Il y a quelques années, un site parodique baptisé « Kim looking at things » (Kim regarde les choses) montrait le dictateur nord-coréen dans diverses postures, en usage pour un dictateur dans son pays où on l’est de père en fils.
Ainsi, on le voyait regarder un tracteur, une fusée, une machine à laver ou une voiture, chaque produit incarnant une part du génie créatif de son peuple. Sur chaque image, il était accompagné par une cohorte de militaires ou de fonctionnaires admiratifs. Quand Kim souriait, tout le monde souriait ; quand Kim était sérieux, tout le monde fronçait les sourcils, chacun guettant la prochaine inflexion des traits de son visage qui signerait qu’il approuve ou désapprouve. En fonction de cela, le patron de l’usine fabriquant les tracteurs, les fusées, les machines à laver ou les voitures pouvait se retrouver médaillé ou devenir un numéro dans un camp également désigné par un numéro…
Ce Kim Jong-un fut, des années durant, l’objet de nos moqueries pour ce qu’il représente, son accoutrement ou sa coupe de cheveux. Il semblait concentrer sur sa personne tout ce qui restait de soviétique dans le monde, du culte de la personnalité à l’aspect sanguinaire de son régime, forcément amené à disparaître. Notre éducation, nous à l’Ouest, nous avait appris que dans de telles contrées, rien ne pouvait pousser correctement.

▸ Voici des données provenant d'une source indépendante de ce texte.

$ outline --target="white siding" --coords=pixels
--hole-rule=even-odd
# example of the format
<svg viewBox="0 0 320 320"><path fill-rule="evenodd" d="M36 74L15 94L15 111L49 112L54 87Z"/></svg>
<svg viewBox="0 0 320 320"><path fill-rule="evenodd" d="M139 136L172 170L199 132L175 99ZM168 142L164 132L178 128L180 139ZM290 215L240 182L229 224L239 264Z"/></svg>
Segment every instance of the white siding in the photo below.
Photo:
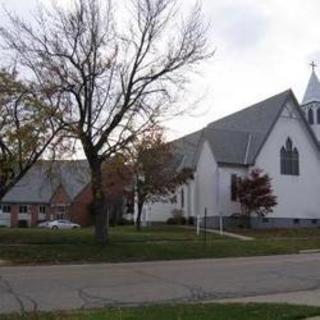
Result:
<svg viewBox="0 0 320 320"><path fill-rule="evenodd" d="M291 115L287 110L293 111ZM269 138L256 160L256 167L272 178L272 186L278 197L278 206L270 217L320 218L320 160L306 127L292 105L275 124ZM280 149L290 137L298 148L300 175L280 174Z"/></svg>
<svg viewBox="0 0 320 320"><path fill-rule="evenodd" d="M224 216L240 213L240 204L231 200L231 175L238 177L247 175L248 169L241 167L220 167L219 169L219 200L220 211Z"/></svg>
<svg viewBox="0 0 320 320"><path fill-rule="evenodd" d="M4 213L0 210L0 226L11 226L10 213Z"/></svg>
<svg viewBox="0 0 320 320"><path fill-rule="evenodd" d="M217 207L217 163L207 141L201 147L195 176L196 212L208 216L218 215Z"/></svg>
<svg viewBox="0 0 320 320"><path fill-rule="evenodd" d="M184 190L184 207L181 206L181 189ZM195 215L195 181L191 180L188 184L185 184L177 188L175 193L176 202L173 203L169 199L163 201L157 201L147 204L149 221L165 222L168 218L172 217L172 211L174 209L181 209L184 212L186 218ZM172 195L170 198L172 198Z"/></svg>
<svg viewBox="0 0 320 320"><path fill-rule="evenodd" d="M146 205L149 221L165 222L172 217L172 210L176 208L176 203L167 201L158 201Z"/></svg>

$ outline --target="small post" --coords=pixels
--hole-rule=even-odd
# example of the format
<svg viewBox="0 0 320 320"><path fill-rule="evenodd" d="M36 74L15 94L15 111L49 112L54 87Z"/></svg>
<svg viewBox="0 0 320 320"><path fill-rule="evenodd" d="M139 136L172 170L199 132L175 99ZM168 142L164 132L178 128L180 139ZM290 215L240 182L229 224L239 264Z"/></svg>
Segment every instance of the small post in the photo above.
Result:
<svg viewBox="0 0 320 320"><path fill-rule="evenodd" d="M203 222L203 228L204 228L204 242L207 242L207 208L204 208L204 222Z"/></svg>
<svg viewBox="0 0 320 320"><path fill-rule="evenodd" d="M223 235L223 216L222 212L219 212L219 229L220 229L220 235Z"/></svg>
<svg viewBox="0 0 320 320"><path fill-rule="evenodd" d="M198 236L198 237L200 236L200 222L201 222L200 219L201 219L201 218L200 218L200 215L198 214L198 215L197 215L197 236Z"/></svg>

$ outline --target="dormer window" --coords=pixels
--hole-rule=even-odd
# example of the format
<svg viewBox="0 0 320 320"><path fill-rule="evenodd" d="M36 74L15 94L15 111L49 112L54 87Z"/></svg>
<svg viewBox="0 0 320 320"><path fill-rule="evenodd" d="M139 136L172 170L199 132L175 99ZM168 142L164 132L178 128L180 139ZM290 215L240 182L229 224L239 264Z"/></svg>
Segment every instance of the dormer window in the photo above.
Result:
<svg viewBox="0 0 320 320"><path fill-rule="evenodd" d="M298 176L299 171L299 152L288 138L280 150L280 172L283 175Z"/></svg>

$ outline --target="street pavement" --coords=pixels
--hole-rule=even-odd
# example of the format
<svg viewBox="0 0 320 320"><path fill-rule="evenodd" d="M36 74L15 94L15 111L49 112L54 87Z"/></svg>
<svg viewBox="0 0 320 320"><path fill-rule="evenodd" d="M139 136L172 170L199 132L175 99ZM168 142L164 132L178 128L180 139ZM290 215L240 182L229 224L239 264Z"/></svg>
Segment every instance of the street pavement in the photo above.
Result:
<svg viewBox="0 0 320 320"><path fill-rule="evenodd" d="M197 301L320 306L320 254L0 267L0 313Z"/></svg>

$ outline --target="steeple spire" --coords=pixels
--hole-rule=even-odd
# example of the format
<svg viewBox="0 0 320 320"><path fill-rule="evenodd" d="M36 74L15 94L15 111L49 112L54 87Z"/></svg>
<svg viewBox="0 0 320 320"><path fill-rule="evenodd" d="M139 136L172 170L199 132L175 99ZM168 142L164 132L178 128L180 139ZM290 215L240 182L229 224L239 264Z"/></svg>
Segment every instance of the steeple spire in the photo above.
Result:
<svg viewBox="0 0 320 320"><path fill-rule="evenodd" d="M314 61L311 61L310 66L312 68L312 71L314 72L314 69L317 67Z"/></svg>
<svg viewBox="0 0 320 320"><path fill-rule="evenodd" d="M310 66L312 71L306 92L302 100L303 105L310 102L320 102L320 82L315 72L317 65L314 63L314 61L312 61Z"/></svg>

On était aux antipodes du monde capitaliste, aux antipodes de la liberté, dans les chaînes d’une dictature chimiquement pure.
Hier, je suis tombé sur une animation sur Instagram où on voyait Kim mélancolique, un mouchoir à la main comme s’il avait pleuré. Il était marqué : « quand tout le monde se bombarde et que tu n’es pas invité. » Il est vrai que Kim, lui, voulait faire la guerre. Il l’a toujours voulue. Il était chaud pour ça. Pensez ! Des années qu’il bricole ses fusées dans son coin, menaçant tour à tour le Japon et les États-Unis. En 2018, il était tout de même parvenu à faire venir Trump chez lui. Mais là, depuis quelques temps, il avait beau s’agiter, plus personne ne le relevait tant le centre du monde se situait entre Moscou et Téhéran.
Sauf que… À y regarder de plus près, Kim Jong-un et son père Kim Il-sung ont beaucoup à voir dans la réalité du monde guerrier qui se manifeste sous nos yeux. Cette Corée du Nord lointaine, à l’écart des routes du monde, perdue aux confins de l’Asie dans une zone où personne ne va jamais, n’est pas qu’un vestige du passé, tout juste bon à amuser un Gérard Depardieu excité par les femmes en jupes, socquettes et caquettes militaires.
À l’hiver 2023 en Ukraine, la Corée du Nord a d’abord joué un rôle fondamental auprès de son allié russe en lui fournissant des millions d’obus de 122 et de 152 mm à un moment où l’Ukraine en manquait, elle, cruellement. Kim, qui s’était rendu à Moscou en septembre cette année-là, aura permis à Poutine de tenir le coup dans une période de pénurie. Il a ensuite récidivé en envoyant au même Poutine ses soldats et ses missiles sur le front de Koursk. Non pas que ce fût un « game changer », mais le coup de main fut salué par les Russes.
Mais ce n’est pas tout. Il y a plus important encore. En 2003, lorsque les Iraniens commencèrent à s’intéresser aux missiles à longue portée avant de faire de leur fabrication quasiment un sport national, c’est la Corée du Nord qui, fruit de ses recherches acharnées, leur en a fourni le premier exemplaire. Les Iraniens, bien plus riches que les Coréens, l’ont d’abord étudié, disséqué puis reproduit chez eux. La suite, on la connaît, on la voit tous les soirs en ce moment sous la forme d’une pluie de missiles s’abattant sur les villes israéliennes en parvenant à percer le Dôme de fer. Kim regarde toujours le monde depuis son coin perdu, mais en se disant qu’il a voix au chapitre.